Mobile QR Code QR CODE

  1. (Department of Electronics Engineering)
  2. (Department of Information and Communications Engineering, Sun Moon University, 70, Sunmoon-ro 221 beon-gil, Tangjeong-myeon, Asan, Chungnam 31460, Korea)



Clock synchronization, white rabbit, mixed-mode clock manager, synchronous ethernet, FPGA, 1000BASE-T

I. INTRODUCTION

Clock synchronization has been extensively studied to meet the timing requirements of various networked or distributed systems in the applications such as telecommunications, measurement and control, and high energy physics. To achieve higher accuracy, IEEE1588-2008 (1) has been standardized in the past decade and has presented Precision Time Protocol (PTP) to replace Network Time Protocol (NTP) and to provide sub-microsecond accuracy. In 2009, the European Organization for Nuclear Research (CERN) proposed White Rabbit (WR) (2) to provide sub-nanosecond accuracy for particle accelerator equipment synchroni-zation. Since then, various applications (3-5) including accelerators, synchrotrons, neutrino detectors, cosmic ray detectors, and national time laboratories are trying to utilize the great performance of WR.

A number of studies on WR implementation have been reported in the recent years. Some notable works among them are summarized as follows. National Institute of Standards and Technology (NIST) evaluated the use of WR-based time and frequency transfer within their own campus and verified the calibration procedure (6). NIST tries to improve the accuracy and precision of a real-time realization of Coordinated Universal Time (UTC). Universidad de Granada evaluated the influence of system frequencies to the overall clock synchronization accuracy (7). The authors modified WR PTP core (WRPC) and Ethernet physical layer to implement programmable frequency solution on a WR-LEN board. The paper shows that the higher system frequency of 250 MHz provides slightly better synchronization accuracy of 97.619 ps (peak-to-peak of the clock skew) and double link bandwidth. National Instruments presents the improvement of IEEE 1588 synchronization accuracy in 1000BASE-T systems (8). Some of clock-domain crossing errors could be compensated by using digital dual-mixer time difference (DDMTD) based on better understanding the clock relationships in physical layer transceivers. Note that this is the only attempt reported so far to implement sub-nanosecond accuracy over copper media. Although their test results show high accuracy of 460ps p-p, they did not implement frequency synchronization, which is one of the main ideas of WR. Sun Moon University presents a nanosecond-accuracy clock synchronization circuit for IEEE 1588 using tapped delay lines (9). Experimental results show that the two nodes share synchronized timing within the error between -0.74 ns and 0.89 ns.

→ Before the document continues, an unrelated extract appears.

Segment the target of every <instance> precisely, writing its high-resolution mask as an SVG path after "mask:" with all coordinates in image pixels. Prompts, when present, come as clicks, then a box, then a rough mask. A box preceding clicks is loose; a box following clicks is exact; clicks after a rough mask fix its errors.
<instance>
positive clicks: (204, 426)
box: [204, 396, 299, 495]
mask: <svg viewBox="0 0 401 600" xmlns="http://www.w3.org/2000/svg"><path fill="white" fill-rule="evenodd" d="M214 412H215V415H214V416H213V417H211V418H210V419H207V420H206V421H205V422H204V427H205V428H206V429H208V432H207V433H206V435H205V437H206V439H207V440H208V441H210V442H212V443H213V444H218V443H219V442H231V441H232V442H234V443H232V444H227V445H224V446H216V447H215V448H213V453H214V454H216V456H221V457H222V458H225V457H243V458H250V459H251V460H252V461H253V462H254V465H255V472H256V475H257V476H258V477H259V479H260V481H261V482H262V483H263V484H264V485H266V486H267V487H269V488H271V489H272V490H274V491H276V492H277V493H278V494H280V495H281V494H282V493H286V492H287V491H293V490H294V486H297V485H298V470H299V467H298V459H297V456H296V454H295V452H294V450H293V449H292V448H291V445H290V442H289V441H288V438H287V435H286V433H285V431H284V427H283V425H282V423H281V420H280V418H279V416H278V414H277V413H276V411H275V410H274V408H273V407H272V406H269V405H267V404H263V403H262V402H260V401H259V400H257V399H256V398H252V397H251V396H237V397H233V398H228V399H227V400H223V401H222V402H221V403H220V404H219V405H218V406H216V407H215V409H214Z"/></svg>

This paper presents the White Rabbit implementation over copper media (1000BASE-T) using mixed-mode clock managers (MCMMs) and s frequency transfer technique based on Synchronous Ethernet (SyncE) (10). Frequency synchronization has been achieved by using clock signals generated from the phase-locked loop (PLL) in the physical layer transceiver. The clock synthesis circuit implemented in Xilinx 7 series FPGA replaces the voltage controlled crystal oscillator (VCXO) and digital-to-analog converter (DAC) components outside the FPGA to make the system implementation simple, easy, and low-cost. Measurement results show the clock synchronization accuracy less than 100 ps has been achieved.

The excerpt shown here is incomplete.